We then moved on to Utah Beach. Its hard to imagine what this would have looked like on the morning of the 6th June 1944 when the allies landed - and also the days after once the beaches had been secured and the tanks and jeeps began rolling in.

I thought that the kids would be bored, but they asked so many questions - all of which Dad answered in much detail.
Next stop was La Pointe du Hoc.

I was fascinated by the work being carried out to save the cliffs which are crumbling into the sea,

But the boys were more interested in exploring the Batteries and holes across the whole site. At this place, the Allies had to climb the cliffs once they had landed on the beach.

The area around here is littered with old bits of equipment like this landing craft. Hubby had us jumping in and out of the car to explore every piece!

We then went to Omaha Beach which was also massive. This temporary sculpture has been here at least 3 years longer than they intended it to be. It lights up blue in the evening. I bet it looks spectacular.
At the bottom end of Omaha Beach, lies the huge American Cemetery. It was around 5pm when we got here and I expected it to be fairly empty - the car park was packed! The sun came out too at this point. It is set in the most beautiful of settings (its the one featured at the start and finish of "Saving Private Ryan").

Nothing prepares you for the sight of 9387 graves - stretching as far as the (very watery) eye can see.

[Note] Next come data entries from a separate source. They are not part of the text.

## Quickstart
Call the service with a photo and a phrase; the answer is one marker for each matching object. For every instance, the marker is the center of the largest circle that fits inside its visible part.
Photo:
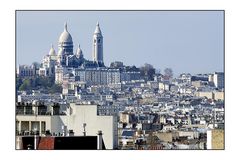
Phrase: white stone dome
(65, 36)
(52, 51)
(60, 52)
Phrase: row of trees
(34, 83)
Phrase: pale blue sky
(186, 41)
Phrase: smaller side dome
(79, 53)
(52, 51)
(60, 52)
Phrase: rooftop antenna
(84, 129)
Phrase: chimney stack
(99, 140)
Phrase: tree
(147, 71)
(168, 73)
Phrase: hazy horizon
(186, 41)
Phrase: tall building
(218, 80)
(48, 63)
(65, 46)
(98, 45)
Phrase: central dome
(65, 36)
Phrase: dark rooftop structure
(62, 143)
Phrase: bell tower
(98, 45)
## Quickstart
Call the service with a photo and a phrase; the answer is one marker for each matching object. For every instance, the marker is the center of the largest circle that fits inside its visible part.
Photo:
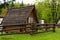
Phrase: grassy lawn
(39, 36)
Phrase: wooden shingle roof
(17, 16)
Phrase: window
(30, 20)
(1, 20)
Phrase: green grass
(39, 36)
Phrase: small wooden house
(15, 19)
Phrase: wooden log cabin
(15, 19)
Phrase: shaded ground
(39, 36)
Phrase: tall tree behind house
(54, 11)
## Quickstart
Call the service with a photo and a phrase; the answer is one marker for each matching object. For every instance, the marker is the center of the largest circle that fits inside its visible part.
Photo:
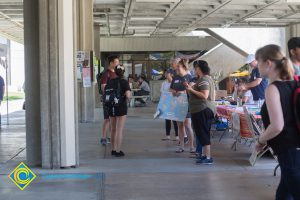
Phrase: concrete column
(51, 80)
(85, 42)
(97, 41)
(32, 79)
(291, 31)
(294, 31)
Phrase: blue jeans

It knocks you sideways. I couldn't help think of all the mothers who never got to see the final resting place of their sons. Hubby read me lots of facts and figures about the place, but the one that stuck was that their were 42 sets of brothers laid to rest here.

There are only 4 that have the "Medal of Honour" . I was amazed to find one, and a famous one at that too. He is buried with his brother by his side. His brother is the only one in the cemetery from the first world war.

The mosaic on the chapel ceiling was beautiful.

Finally, it was off to Arromanche for refreshments!! Here you could see the remains of the magnificent Mulberry Harbour that was built by the Allies to land tanks etc. So much of it is still intact.



It was a very special day for hubby as he had held a dream to visit for so long, but we all thought it was one of the most interesting and moving days out we had ever had.